In Focus

Long-term national development relies on innovation. Progress in science and technology (S and T) infused with innovation is necessary to achieve sustained economic growth. Innovation improves firm competitiveness and enables access to global markets. Simultaneously, innovation helps expand job opportunities and introduce new industries to the economy.



Although the Philippines has recorded a high-growth path in the past years, many analysts contend that the country could achieve more if it can improve its innovation capacity, which, inarguably, remains wanting. In the 2016 Global Innovation Index (GII) Report, co-published by Cornell University, INSEAD, and the World Intellectual Property Organization, the Philippines ranked 74th among 128 countries. Compared with its Southeast Asian neighbors, it is trailing behind Singapore (6th), Malaysia (35th), Thailand (52nd), and Viet Nam (59th). Indonesia and Cambodia ranked 88th and 95th, respectively.



Amid its growing potentials, the Philippine innovation sector continues to lag behind due to poor investment in research and development (R and D). Philippine investment in R and D hovers at a level of 0.12 to 0.14 of the gross domestic product (GDP), which is one of the lowest in Asia. In contrast, other developing countries (e.g., Japan, United States, Republic of Korea, and Germany) invest more than 2 percent of their GDP in R and D activities. A pressing concern is also increasing the countrys S and T human resource pool to offset the continuing migration of S and T graduates abroad, owing to more lucrative economic and professional opportunities.



State think tank Philippine Institute for Development Studies (PIDS) has conducted numerous studies on the close link between innovation and productivity. According to Gilberto Llanto and Fatima Lourdes del Prado, PIDS president and former research specialist, respectively, aside from physical and human capital, firms need to invest in innovation. They also argue that in designing development agendas, policymakers, donors, and the stakeholder community usually consider the promotion of innovations as a tool to develop the capacity of small and medium enterprises to generate higher value addition and greater job opportunities. Their research also shows that firm size, age, and foreign equity are important factors leading firms to innovate.



Moreover, a case study on the automotive manufacturing industry by Francis Quimba and Maureen Ane Rosellon, PIDS research associates, reveals that the difficulty lies in translating the awareness of the importance of knowledge and technology into actual firm innovation. Meanwhile, a volume of work by Epictetus Patalinghug, Jose Ramon Albert, Rafaelita Aldaba, and Fatima del Prado shows a range of factors that determine or impede decisions to innovate. These factors include incentives, firm capabilities and resources, market factors, and the investment environment. Patalinghug, a PIDS consultant, notes that policymakers must create incentives like a stronger intellectual property rights law, standardized quality system, and the availability of technology transfer programs. Meanwhile, Albert, Aldaba, and del Prado emphasize the need to ease barriers to trade. According to them, the government has to be vigilant about stamping out anticompetitive practices. At the same time, it needs to address issues of inadequate physical and institutional infrastructure.

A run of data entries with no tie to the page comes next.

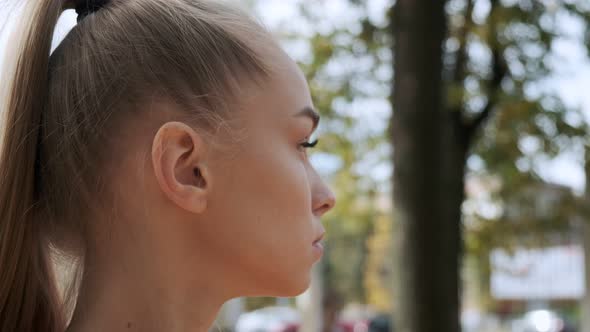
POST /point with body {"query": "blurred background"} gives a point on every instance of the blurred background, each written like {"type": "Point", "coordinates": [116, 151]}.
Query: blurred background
{"type": "Point", "coordinates": [456, 136]}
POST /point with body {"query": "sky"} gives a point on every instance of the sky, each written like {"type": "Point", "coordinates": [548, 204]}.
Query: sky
{"type": "Point", "coordinates": [570, 80]}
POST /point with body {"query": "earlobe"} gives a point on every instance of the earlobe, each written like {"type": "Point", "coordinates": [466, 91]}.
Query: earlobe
{"type": "Point", "coordinates": [178, 159]}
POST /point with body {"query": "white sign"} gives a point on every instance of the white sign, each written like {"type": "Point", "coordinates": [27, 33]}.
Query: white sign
{"type": "Point", "coordinates": [530, 274]}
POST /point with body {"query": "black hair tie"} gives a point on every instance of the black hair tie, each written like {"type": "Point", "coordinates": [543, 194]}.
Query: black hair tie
{"type": "Point", "coordinates": [85, 7]}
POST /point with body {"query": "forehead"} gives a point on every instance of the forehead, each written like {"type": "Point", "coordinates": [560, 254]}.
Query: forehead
{"type": "Point", "coordinates": [283, 93]}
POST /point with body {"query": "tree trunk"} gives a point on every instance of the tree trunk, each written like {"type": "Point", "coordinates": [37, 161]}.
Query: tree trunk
{"type": "Point", "coordinates": [428, 178]}
{"type": "Point", "coordinates": [585, 314]}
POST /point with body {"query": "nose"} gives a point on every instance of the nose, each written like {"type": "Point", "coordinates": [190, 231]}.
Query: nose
{"type": "Point", "coordinates": [323, 198]}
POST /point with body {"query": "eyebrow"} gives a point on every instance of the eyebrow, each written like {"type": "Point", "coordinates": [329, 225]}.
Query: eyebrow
{"type": "Point", "coordinates": [311, 114]}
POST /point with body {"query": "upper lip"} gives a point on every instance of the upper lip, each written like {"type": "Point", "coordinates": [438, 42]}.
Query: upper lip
{"type": "Point", "coordinates": [319, 238]}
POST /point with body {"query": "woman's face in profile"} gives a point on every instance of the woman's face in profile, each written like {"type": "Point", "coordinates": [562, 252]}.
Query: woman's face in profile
{"type": "Point", "coordinates": [267, 199]}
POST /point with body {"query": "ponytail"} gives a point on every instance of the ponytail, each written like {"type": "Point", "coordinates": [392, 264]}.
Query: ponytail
{"type": "Point", "coordinates": [29, 299]}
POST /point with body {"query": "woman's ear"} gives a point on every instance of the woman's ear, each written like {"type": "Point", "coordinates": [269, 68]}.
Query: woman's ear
{"type": "Point", "coordinates": [178, 158]}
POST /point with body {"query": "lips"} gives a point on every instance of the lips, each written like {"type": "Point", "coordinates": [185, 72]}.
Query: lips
{"type": "Point", "coordinates": [319, 238]}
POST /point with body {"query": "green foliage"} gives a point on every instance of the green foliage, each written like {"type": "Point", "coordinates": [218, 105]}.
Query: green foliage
{"type": "Point", "coordinates": [497, 57]}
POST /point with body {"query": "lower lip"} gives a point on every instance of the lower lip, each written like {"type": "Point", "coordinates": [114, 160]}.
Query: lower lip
{"type": "Point", "coordinates": [318, 248]}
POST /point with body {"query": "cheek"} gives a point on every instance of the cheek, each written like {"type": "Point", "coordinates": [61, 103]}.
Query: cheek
{"type": "Point", "coordinates": [265, 199]}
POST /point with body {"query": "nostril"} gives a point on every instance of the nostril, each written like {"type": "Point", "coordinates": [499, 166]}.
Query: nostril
{"type": "Point", "coordinates": [326, 206]}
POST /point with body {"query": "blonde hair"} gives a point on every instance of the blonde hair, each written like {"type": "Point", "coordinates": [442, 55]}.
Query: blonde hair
{"type": "Point", "coordinates": [62, 110]}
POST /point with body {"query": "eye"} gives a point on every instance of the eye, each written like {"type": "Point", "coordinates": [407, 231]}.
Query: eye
{"type": "Point", "coordinates": [306, 145]}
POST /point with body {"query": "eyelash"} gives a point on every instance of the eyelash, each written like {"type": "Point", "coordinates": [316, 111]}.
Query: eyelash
{"type": "Point", "coordinates": [307, 145]}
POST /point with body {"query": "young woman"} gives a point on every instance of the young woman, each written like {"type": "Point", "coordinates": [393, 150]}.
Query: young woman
{"type": "Point", "coordinates": [164, 142]}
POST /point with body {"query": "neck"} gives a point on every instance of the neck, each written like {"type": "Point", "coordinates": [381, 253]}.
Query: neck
{"type": "Point", "coordinates": [124, 297]}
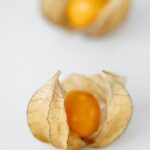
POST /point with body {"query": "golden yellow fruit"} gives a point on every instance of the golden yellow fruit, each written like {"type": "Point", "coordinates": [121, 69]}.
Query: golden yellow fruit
{"type": "Point", "coordinates": [81, 13]}
{"type": "Point", "coordinates": [81, 107]}
{"type": "Point", "coordinates": [56, 112]}
{"type": "Point", "coordinates": [92, 17]}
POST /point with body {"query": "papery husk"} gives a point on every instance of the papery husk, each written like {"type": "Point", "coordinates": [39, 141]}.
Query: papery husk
{"type": "Point", "coordinates": [107, 20]}
{"type": "Point", "coordinates": [109, 88]}
{"type": "Point", "coordinates": [46, 114]}
{"type": "Point", "coordinates": [119, 111]}
{"type": "Point", "coordinates": [47, 117]}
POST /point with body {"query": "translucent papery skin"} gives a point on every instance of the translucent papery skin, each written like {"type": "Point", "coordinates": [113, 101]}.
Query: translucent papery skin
{"type": "Point", "coordinates": [108, 18]}
{"type": "Point", "coordinates": [47, 116]}
{"type": "Point", "coordinates": [117, 111]}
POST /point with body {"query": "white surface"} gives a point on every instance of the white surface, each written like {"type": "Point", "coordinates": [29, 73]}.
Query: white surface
{"type": "Point", "coordinates": [32, 50]}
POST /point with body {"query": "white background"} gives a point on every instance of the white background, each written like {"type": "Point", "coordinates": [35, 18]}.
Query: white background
{"type": "Point", "coordinates": [32, 50]}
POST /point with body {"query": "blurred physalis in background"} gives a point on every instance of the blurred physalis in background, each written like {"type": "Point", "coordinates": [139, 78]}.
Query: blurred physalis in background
{"type": "Point", "coordinates": [93, 17]}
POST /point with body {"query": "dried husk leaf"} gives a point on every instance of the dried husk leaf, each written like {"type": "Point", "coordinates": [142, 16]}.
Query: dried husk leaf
{"type": "Point", "coordinates": [119, 112]}
{"type": "Point", "coordinates": [109, 18]}
{"type": "Point", "coordinates": [48, 120]}
{"type": "Point", "coordinates": [75, 142]}
{"type": "Point", "coordinates": [46, 114]}
{"type": "Point", "coordinates": [54, 10]}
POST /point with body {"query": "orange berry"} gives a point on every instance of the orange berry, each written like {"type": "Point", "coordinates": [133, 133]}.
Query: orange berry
{"type": "Point", "coordinates": [83, 113]}
{"type": "Point", "coordinates": [81, 13]}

Currently, R and D investments are shouldered by a large margin by the Filipino taxpayers. Troublingly, despite government efforts to encourage firm innovation through initiatives like the Small Enterprises Technology Upgrading Program, Albert and his co-researchers note that the influence of government R and D and technology resource centers is still very weak.



The case for building an innovation-centered mindset does not rest alone on the cooperation between the private and public sectors. Strong linkages and coordination among research institutions, universities, and industry associations should be established, and collaborations to share knowledge and translate that knowledge into useful technologies should be encouraged. These should be complemented by well-crafted and implemented technology promotion and utilization programs that facilitate easy access to technology for the majority of the population.